Por: Luis E. Mejía
El camino de la diplomacia
Diciembre 02 de 2007
Hoy, en medio de esta crisis, hay que pensar que son más las cosas que nos unen con Venezuela que las
que nos separan
Tengo que admitir que en muchas oportunidades me quejé de los procedimientos de la diplomacia, me parecían insufribles las horas dedicadas a elaborar actas que al final sólo decían lo que todos querían oír, pero sin comprometer a nadie, eso sí, dicho de una manera respetuosa. Siempre pensé que esto significaba retrocesos y que al final todos salíamos como habíamos llegado. No era muy claro cuando mis colegas afirmaban que “tuvimos una excelente reunión”, yo pensaba que sólo se había perdido tiempo.
Hoy, que vivimos esta crisis, creo que estaba equivocado y la diplomacia sí logra mantener un trámite lento, pero tranquilo en las relaciones binacionales.
Pero se rompió la piola, a Chávez se le soltó toda su angustia y reaccionó de forma dramática ante el anuncio del cese de sus gestiones como mediador, gestiones transitorias y que culminaron abruptamente por violar la discreción.
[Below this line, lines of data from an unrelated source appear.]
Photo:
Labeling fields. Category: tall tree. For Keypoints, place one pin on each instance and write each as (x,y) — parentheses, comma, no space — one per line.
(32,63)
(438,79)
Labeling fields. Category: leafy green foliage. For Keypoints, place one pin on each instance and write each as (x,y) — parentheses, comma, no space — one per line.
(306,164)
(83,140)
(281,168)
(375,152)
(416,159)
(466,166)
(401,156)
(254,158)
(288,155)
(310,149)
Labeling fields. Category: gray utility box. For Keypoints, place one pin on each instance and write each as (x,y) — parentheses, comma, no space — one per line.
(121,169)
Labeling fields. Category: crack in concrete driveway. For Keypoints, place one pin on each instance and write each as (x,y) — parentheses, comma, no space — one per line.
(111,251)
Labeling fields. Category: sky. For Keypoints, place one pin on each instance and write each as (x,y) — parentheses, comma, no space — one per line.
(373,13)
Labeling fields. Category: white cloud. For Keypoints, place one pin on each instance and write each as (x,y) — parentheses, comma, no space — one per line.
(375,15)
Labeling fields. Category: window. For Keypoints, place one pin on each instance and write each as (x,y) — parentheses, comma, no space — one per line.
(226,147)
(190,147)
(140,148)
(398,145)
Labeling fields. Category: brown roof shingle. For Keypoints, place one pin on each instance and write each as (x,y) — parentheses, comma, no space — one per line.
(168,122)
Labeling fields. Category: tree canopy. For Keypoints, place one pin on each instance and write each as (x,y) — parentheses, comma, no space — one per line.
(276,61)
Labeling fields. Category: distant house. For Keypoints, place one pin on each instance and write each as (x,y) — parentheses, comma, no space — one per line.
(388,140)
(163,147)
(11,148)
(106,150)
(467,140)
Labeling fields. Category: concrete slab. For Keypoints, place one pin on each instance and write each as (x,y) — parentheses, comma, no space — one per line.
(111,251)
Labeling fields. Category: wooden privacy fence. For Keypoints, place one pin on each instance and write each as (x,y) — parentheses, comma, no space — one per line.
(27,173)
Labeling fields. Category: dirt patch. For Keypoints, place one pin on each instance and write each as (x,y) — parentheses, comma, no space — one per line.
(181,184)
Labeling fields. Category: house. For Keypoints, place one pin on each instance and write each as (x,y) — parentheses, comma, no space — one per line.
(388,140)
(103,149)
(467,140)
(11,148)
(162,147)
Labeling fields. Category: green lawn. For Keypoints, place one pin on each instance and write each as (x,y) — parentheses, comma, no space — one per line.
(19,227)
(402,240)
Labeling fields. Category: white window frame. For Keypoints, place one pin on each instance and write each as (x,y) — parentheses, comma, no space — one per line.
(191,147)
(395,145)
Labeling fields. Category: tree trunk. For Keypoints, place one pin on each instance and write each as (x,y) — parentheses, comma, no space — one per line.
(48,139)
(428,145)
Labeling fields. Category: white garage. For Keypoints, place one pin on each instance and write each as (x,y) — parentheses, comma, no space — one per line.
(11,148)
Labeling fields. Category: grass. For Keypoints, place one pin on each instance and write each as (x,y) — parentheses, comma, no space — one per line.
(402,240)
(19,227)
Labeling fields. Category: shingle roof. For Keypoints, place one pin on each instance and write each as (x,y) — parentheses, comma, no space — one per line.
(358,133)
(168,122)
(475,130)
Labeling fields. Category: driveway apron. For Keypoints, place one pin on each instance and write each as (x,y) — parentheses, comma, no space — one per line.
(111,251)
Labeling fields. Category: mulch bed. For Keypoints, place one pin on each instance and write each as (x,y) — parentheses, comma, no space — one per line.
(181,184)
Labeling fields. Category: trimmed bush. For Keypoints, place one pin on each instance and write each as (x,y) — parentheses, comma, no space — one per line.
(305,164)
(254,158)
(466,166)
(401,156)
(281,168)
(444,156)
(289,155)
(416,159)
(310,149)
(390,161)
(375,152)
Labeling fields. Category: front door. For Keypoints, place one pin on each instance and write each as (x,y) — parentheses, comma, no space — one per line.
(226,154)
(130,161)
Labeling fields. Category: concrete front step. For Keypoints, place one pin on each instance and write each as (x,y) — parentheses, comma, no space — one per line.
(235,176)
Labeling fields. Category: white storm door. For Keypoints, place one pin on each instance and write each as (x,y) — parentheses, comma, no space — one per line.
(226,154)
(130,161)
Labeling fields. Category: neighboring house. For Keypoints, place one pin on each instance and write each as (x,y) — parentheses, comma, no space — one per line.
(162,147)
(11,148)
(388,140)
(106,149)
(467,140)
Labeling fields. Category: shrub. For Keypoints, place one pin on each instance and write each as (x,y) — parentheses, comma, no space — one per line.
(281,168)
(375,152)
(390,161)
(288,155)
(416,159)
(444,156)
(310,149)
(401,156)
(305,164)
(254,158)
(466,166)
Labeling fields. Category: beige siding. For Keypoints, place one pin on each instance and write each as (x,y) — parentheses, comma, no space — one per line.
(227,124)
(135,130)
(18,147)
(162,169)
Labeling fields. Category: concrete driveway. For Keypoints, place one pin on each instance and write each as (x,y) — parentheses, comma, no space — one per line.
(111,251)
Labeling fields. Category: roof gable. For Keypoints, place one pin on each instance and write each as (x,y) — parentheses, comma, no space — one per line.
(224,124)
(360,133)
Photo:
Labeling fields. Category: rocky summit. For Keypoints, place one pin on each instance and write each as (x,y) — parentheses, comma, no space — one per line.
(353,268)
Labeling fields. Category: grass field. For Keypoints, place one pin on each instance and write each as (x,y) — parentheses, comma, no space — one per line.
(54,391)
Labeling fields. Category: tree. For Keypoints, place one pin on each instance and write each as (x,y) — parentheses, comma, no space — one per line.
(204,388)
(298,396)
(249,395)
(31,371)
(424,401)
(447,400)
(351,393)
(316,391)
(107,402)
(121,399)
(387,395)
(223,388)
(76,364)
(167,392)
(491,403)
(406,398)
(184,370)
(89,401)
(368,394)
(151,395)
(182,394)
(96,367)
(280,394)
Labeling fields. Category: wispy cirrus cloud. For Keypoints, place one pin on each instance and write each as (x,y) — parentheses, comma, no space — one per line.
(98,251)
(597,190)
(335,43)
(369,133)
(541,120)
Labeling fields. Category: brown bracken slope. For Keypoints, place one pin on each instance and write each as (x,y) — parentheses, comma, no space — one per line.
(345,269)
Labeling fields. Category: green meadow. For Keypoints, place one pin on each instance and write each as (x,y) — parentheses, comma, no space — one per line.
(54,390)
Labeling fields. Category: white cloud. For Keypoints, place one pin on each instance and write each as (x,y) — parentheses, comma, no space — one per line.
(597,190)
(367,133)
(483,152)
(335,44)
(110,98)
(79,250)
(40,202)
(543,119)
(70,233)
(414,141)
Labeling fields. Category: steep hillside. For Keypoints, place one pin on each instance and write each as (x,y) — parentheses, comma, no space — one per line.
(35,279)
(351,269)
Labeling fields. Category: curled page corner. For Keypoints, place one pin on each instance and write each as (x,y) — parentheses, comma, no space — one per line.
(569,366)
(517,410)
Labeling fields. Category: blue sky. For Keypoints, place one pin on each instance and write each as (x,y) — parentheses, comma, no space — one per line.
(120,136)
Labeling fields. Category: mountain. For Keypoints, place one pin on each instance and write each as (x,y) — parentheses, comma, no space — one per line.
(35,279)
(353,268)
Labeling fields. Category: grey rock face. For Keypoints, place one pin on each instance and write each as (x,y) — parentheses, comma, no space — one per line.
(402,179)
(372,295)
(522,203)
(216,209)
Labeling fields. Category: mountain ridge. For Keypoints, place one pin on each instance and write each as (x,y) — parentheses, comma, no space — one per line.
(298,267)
Entiendo la situación de quienes tenían su esperanza en la gestión de Chávez. No obstante, la reacción de Chávez y sus declaraciones ofensivas no sólo contra Álvaro Uribe, sino contra la dignidad de su cargo y por ende la de los colombianos, imponía un desenlace como el que hemos observado. Es hora entonces de la diplomacia, hay que mantener la dignidad y exigir el respeto, pero debemos ser pragmáticos, nuestro vecino siempre estará allí, seguirá siendo nuestro vecino y hay que procurar que sea para bien.
Son muchas más las cosas que nos unen con Venezuela que aquellas que nos podrían separar y hay que buscar los caminos que nos permitan magnificar esas cosas que nos acercan.
Estoy seguro que el Gobierno estará buscando otras alternativas para buscar acercamientos que permitan una solución humanitaria al tema de los secuestrados. Seguramente, los ruidos electorales que tendrán una definición hoy serán cosa del pasado y las circunstancias ajenas a este proceso permitirán la reconstrucción de las relaciones.
Por ahora, bienvenidos los diplomáticos y bienvenida la discreción, no deben cerrarse las puertas y confiemos que la racionalidad y el respeto vuelvan a ser los protagonistas.